By Sidney Hill, Jr., executive editor February 5, 2008

Microsoft ’s $44-billion offer for Yahoo! seems to be an admission that Microsoft can’t build a strong enough search/online advertising engine on its own to compete with industry leader Google .
The question remains whether the combined capabilities of Yahoo! and Microsoft—whose search engine is known as MSN—will be formidable enough to challenge Google, whose position in the search and online advertising arena is similar to the stranglehold Microsoft has on the computer desktop market.
Only time will reveal the answer, of course, but it’s clear that Google is at least a bit worried about what might happen if Microsoft absorbs Yahoo!. Why else would Google executives be blogging about the “troubling questions” the bid raises?
According to a blog posted February 3 by David Drummond, Google’s senior VP, corporate development and chief legal officer, those questions include the possibility that Microsoft could “exert the same sort of inappropriate and illegal influence over the Internet that it did with the PC.”
Drummond then went on to write: “Could the acquisition of Yahoo allow Microsoft—despite its legacy of serious legal and regulatory offenses—to extend unfair practices from browsers and operating systems to the Internet? In addition, Microsoft plus Yahoo equals an overwhelming share of instant messaging and Web email accounts. And between them, the two companies operate the two most heavily trafficked portals on the Internet. Could a combination of the two take advantage of a PC software monopoly to unfairly limit the ability of consumers to freely access competitors’ email, IM, and web-based services? Policymakers around the world need to ask these questions—and consumers deserve satisfying answers.”
The Wall Street Journal reported that Google’s expressions of concern about this potential merger have not been limited to blogosphere.

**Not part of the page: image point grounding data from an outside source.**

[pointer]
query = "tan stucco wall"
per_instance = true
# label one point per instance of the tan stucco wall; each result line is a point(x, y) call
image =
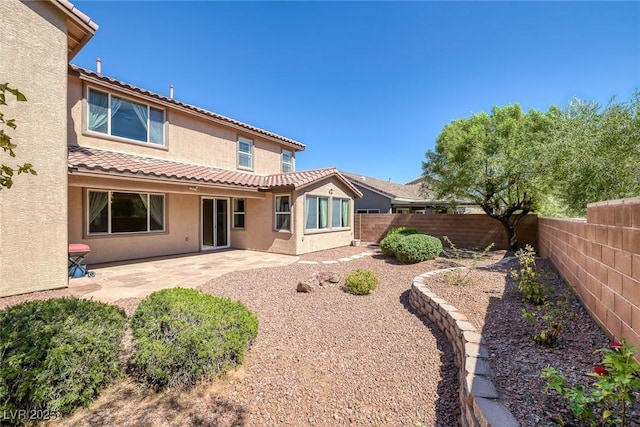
point(183, 225)
point(188, 138)
point(320, 240)
point(33, 214)
point(184, 221)
point(259, 233)
point(182, 235)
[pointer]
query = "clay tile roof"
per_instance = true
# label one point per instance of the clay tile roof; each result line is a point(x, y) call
point(78, 14)
point(393, 190)
point(304, 178)
point(218, 117)
point(96, 160)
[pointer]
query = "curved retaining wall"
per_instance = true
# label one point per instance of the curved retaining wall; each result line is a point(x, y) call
point(478, 395)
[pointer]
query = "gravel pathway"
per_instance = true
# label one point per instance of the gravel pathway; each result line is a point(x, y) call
point(331, 358)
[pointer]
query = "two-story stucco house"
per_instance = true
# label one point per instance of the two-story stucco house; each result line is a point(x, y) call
point(135, 174)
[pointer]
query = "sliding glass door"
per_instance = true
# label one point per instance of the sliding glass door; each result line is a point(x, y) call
point(215, 223)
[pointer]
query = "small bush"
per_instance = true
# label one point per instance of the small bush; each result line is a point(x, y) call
point(417, 248)
point(361, 282)
point(184, 335)
point(57, 354)
point(392, 238)
point(530, 286)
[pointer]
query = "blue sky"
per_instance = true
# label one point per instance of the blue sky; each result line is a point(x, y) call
point(367, 86)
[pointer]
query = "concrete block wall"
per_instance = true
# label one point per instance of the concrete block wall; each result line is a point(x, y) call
point(479, 399)
point(600, 258)
point(465, 231)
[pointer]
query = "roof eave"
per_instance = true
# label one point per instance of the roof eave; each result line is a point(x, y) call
point(172, 103)
point(97, 172)
point(86, 27)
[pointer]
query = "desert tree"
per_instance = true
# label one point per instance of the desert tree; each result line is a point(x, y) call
point(494, 160)
point(7, 172)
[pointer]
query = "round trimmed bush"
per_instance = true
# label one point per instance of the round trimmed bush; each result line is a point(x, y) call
point(361, 282)
point(417, 248)
point(392, 238)
point(184, 335)
point(57, 354)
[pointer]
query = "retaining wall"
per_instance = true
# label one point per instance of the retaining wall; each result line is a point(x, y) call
point(600, 259)
point(479, 402)
point(464, 230)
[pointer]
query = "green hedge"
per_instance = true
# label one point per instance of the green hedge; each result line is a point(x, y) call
point(361, 282)
point(56, 355)
point(417, 248)
point(390, 241)
point(183, 335)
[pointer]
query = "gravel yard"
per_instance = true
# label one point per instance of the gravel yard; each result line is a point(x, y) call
point(329, 358)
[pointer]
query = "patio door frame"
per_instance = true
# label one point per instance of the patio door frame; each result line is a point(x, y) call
point(215, 225)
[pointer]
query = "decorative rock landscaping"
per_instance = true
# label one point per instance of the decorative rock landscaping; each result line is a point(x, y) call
point(478, 396)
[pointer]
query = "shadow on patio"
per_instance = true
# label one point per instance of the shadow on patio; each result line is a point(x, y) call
point(138, 278)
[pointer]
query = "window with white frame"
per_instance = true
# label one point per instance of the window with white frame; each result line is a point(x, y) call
point(115, 116)
point(339, 213)
point(316, 213)
point(322, 213)
point(238, 213)
point(287, 161)
point(282, 210)
point(245, 153)
point(110, 212)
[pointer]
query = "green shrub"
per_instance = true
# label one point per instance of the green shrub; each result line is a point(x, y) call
point(530, 286)
point(392, 238)
point(184, 335)
point(417, 248)
point(57, 354)
point(361, 282)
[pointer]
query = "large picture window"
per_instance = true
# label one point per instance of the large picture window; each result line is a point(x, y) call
point(339, 213)
point(283, 213)
point(323, 213)
point(115, 116)
point(316, 213)
point(112, 212)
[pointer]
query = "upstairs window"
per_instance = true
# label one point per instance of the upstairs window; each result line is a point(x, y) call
point(245, 153)
point(238, 213)
point(115, 116)
point(282, 213)
point(287, 161)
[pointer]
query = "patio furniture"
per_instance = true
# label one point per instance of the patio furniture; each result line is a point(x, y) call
point(77, 254)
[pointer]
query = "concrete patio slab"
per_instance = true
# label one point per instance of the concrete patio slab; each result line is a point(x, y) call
point(137, 279)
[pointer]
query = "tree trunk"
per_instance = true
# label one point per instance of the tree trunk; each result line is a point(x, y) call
point(512, 238)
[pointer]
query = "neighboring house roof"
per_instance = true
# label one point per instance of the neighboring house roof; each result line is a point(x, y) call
point(83, 73)
point(392, 190)
point(94, 160)
point(80, 27)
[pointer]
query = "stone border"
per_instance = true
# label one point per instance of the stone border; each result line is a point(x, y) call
point(479, 402)
point(336, 261)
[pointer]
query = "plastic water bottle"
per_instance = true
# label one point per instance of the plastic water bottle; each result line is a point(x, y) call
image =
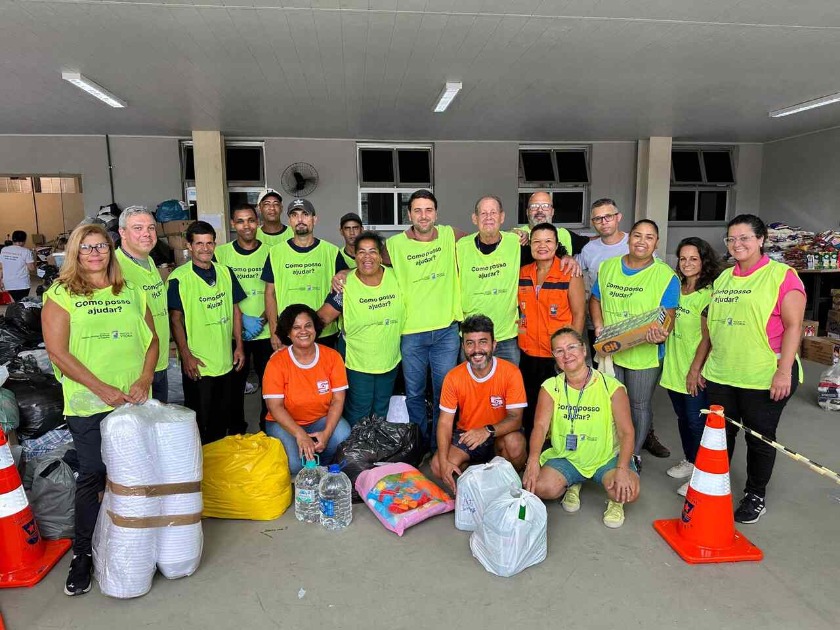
point(307, 482)
point(335, 499)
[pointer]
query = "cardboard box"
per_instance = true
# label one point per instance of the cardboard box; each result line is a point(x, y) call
point(821, 350)
point(175, 228)
point(832, 324)
point(810, 328)
point(630, 332)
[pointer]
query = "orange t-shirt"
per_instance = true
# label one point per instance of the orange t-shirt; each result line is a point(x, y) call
point(306, 390)
point(482, 401)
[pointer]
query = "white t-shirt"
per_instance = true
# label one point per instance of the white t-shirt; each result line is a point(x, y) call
point(15, 274)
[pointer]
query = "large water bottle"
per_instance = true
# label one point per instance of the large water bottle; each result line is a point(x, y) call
point(307, 482)
point(336, 502)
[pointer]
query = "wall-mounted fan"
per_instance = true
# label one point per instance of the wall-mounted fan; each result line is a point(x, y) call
point(299, 179)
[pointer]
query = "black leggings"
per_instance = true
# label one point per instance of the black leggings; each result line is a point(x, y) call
point(756, 410)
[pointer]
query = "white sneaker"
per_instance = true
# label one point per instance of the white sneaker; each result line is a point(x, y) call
point(681, 470)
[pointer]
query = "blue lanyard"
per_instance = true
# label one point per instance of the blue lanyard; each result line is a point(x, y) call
point(574, 412)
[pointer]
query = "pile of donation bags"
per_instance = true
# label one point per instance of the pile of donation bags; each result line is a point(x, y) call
point(508, 523)
point(150, 516)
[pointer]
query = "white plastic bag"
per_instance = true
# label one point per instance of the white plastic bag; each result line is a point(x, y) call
point(479, 486)
point(513, 534)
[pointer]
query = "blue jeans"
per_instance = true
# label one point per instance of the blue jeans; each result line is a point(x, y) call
point(689, 420)
point(435, 349)
point(507, 350)
point(342, 431)
point(368, 394)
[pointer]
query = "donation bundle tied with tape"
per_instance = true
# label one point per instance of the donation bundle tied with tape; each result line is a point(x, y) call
point(630, 332)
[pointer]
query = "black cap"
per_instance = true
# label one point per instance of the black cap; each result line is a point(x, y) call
point(350, 216)
point(301, 204)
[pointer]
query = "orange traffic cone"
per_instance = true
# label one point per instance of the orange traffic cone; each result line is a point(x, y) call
point(706, 530)
point(24, 557)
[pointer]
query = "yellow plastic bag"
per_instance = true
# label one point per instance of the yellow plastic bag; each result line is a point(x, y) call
point(246, 477)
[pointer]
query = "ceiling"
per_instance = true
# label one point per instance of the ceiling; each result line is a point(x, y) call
point(532, 70)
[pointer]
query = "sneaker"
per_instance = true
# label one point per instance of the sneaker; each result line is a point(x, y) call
point(571, 500)
point(750, 509)
point(614, 515)
point(78, 580)
point(653, 446)
point(681, 470)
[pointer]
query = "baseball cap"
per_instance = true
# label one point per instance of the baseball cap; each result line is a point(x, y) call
point(301, 204)
point(350, 216)
point(267, 193)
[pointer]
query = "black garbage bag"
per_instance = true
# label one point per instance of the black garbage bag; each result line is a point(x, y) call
point(40, 404)
point(25, 317)
point(373, 440)
point(53, 498)
point(12, 341)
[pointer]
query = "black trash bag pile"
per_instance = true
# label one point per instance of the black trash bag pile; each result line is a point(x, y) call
point(373, 440)
point(25, 317)
point(40, 404)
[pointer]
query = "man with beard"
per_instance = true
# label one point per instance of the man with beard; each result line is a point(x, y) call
point(300, 271)
point(137, 239)
point(487, 395)
point(246, 257)
point(272, 230)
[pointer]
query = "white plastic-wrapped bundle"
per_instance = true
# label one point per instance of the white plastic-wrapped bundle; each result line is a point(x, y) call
point(151, 511)
point(179, 462)
point(129, 451)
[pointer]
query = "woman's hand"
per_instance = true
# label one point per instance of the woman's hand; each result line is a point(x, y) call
point(780, 385)
point(532, 473)
point(138, 393)
point(306, 446)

The Journal says Google has made behind the scenes offers to help Yahoo resist the Microsoft’s bid, with those offers perhaps going as far as encouraging other companies to enter rival offers.
Google needs to be careful how it treads in this area, however, since its own dominant position in online search and advertising has not gone unnoticed by government regulators.
In its analysis of deal, Boston-based AMR Research identified the European Union, which “clearly hates Microsoft,” as the only potential wrench in the deal. “On the other hand,” AMR analysts wrote, “the EU is clearly concerned about Google’s growing influence, as the lengthy review of Google’s proposed acquisition of DoubleClick shows. Microsoft or Google: which one do European regulators fear more?”
Rajeena Brar with Paris-based Pierre Audoin Consultants says Google controls close to 90 percent of United Kingdom’s online advertising and/or search engine space. That figure is estimated to be roughly 75 percent worldwide.
But as Brar also said, the bid for Yahoo! provides great hope for Microsoft advocates. While Yahoo and Microsoft alone have not been a “real threat to Google,” Brar says, “The proposed acquisition will most definitely cause Google anxiety.”
That much is obvious from Google’s blog posts and its other reported actions. The two remaining questions are whether Yahoo shareholders and/or government regulators will allow the merger to be completed.
Microsoft, in what is an uncustomary position, is telling industry analysts that the deal would enhance competition—and benefit consumers—by forming “a strong No. 2 competitor” to Google.